Optimistic progress in Hanoi
Perdana ParkCity ventured into Hanoi, Vietnam, in 2010. Its maiden project there is the 77.4ha ParkCity Hanoi, which is developed by its wholly-owned subsidiary Vietnam International Township Development JSC. According to Perdana ParkCity, the project has a GDV of more than US$2 billion (RM7.19 billion).
Hanoi was not the first choice, says Lee. Initially, he was looking for land in Ho Chi Minh City but “could not find any”.
“We went there (Ho Chi Minh City) in 2007. Every time we established contact with [property] agents there and flew over, someone would beat us to it,” he says.
“ParkCity Hanoi is within Hanoi, about 13km from the city centre. It is also very near the new administration centre. All the big hotels are moving there, and there is a light rail transit under construction. [ParkCity Hanoi] is 500m from an LRT station, which should be ready by next year.”
Following the success of its first phase, Nadyne Gardens, in 2010, the developer is ready to launch Phase 2 — Evelyne Gardens — in July. This phase will feature 147 units of 3-storey townhouses and 18 units of 3-storey semi-detached villas on a 1.9ha parcel. The units will have built-ups of 2,605 to 3,807 sq ft.
The gated-and-guarded Evelyne Gardens will have a plaza, pavilion, children’s playground and fitness corner. Its completion date is being finalised.
Lee says the 6.46ha Nadyne Gardens, which comprises 24 semi-detached villas and 153 townhouses, was handed over to buyers four months ago.
“I’m very hopeful that Hanoi will take off as the markets are improving. There is a lot of foreign direct investment coming to Hanoi ... Japanese, Korean and Singaporean [investments] for the infrastructure and manufacturing [sectors],” he says.
He adds that the majority of his customers are Vietnamese.
He has obtained approval to build about 7,000 homes in the town centre of ParkCity Hanoi, including those at Nadyne Gardens and Evelyne Gardens. ParkCity Hanoi still has 68.8ha of undeveloped land, which, Lee says, will keep the company busy for at least 10 years.
Consideration for expansion plans
Lee says if given a chance, he would like to expand to Java, Indonesia, because he foresees the Indonesian economy improving due to an increasing population and the strong leadership of President Joko Widodo.

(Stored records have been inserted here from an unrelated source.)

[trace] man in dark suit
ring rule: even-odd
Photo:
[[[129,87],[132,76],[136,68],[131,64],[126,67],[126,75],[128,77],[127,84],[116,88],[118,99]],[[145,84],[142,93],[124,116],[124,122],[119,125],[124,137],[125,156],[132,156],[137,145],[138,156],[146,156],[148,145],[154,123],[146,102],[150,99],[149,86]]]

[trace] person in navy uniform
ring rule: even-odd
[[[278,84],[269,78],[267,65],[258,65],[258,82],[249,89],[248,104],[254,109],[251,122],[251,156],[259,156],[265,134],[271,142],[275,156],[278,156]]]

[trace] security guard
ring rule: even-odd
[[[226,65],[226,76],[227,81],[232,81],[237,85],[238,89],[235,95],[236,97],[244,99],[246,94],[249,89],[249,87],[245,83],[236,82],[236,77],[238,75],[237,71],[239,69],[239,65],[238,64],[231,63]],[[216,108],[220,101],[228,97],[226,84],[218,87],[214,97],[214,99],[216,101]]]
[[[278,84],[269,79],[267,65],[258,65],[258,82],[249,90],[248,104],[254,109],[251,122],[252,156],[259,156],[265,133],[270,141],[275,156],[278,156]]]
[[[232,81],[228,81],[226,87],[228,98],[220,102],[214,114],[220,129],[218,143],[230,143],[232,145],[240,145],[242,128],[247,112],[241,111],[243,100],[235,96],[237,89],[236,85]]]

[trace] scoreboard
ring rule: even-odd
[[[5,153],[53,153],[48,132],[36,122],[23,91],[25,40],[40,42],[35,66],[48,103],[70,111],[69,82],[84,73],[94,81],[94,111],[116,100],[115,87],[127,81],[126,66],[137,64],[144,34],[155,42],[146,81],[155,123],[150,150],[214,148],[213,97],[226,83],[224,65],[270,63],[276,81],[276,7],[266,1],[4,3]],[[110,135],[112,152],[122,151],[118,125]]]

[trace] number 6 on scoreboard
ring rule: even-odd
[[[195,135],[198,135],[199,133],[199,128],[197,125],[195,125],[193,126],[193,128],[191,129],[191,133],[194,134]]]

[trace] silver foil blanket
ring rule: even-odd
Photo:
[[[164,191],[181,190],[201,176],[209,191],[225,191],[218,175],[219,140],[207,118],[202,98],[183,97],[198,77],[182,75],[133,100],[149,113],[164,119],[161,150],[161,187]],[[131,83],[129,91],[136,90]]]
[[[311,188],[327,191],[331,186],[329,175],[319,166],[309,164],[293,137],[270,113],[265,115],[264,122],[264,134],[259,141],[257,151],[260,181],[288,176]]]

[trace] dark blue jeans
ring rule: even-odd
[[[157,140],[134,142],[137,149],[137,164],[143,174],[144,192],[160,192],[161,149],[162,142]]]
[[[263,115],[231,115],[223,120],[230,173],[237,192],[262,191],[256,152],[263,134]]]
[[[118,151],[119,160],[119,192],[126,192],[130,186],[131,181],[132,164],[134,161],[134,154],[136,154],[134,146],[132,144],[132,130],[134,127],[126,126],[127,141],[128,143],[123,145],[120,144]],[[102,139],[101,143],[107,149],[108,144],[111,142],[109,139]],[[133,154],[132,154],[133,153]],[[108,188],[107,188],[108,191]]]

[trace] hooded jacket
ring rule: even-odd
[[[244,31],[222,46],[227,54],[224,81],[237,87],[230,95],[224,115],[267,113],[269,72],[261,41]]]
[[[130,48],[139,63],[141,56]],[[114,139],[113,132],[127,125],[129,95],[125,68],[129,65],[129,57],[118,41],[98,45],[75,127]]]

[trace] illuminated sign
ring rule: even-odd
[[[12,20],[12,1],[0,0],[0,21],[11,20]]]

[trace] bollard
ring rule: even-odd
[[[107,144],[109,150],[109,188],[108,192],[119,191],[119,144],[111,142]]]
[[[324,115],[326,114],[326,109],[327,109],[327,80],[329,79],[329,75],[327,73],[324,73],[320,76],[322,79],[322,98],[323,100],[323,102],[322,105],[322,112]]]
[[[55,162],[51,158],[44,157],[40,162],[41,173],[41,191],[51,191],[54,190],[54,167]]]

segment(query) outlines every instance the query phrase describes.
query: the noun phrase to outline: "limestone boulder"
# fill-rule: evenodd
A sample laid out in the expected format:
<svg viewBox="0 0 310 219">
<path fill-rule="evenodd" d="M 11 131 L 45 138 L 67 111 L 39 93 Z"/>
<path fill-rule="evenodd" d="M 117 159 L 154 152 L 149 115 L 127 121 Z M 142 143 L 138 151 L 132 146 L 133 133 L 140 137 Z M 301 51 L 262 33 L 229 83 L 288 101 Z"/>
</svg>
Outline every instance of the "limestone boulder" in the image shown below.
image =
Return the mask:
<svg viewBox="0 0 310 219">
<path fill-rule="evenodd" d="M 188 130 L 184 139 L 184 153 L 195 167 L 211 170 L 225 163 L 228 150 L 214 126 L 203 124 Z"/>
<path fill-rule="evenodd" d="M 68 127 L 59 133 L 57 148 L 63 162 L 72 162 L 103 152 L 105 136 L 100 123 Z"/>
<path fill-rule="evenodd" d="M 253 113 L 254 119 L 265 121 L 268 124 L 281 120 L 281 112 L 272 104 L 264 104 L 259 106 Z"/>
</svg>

In the Klang Valley, Lee is looking for land parcels of more than 500 acres in zones of tiers one and two to develop townships. He considers Bandar Utama as a tier one zone.
“Our forte is in masterplan projects. If we develop in the Klang Valley, we will need about 500 acres. We are looking at a couple of locations in Selangor, which we will announce later,” Lee says.
Ultimately, what makes a township successful is its focus on the residents, he says. “You must think of your customers more than any other people because what you give them will determine their quality of life. It is one of the biggest investments they will ever make.”
This article first appeared in City & Country, The Edge Malaysia Weekly, on May 25 - 31, 2015.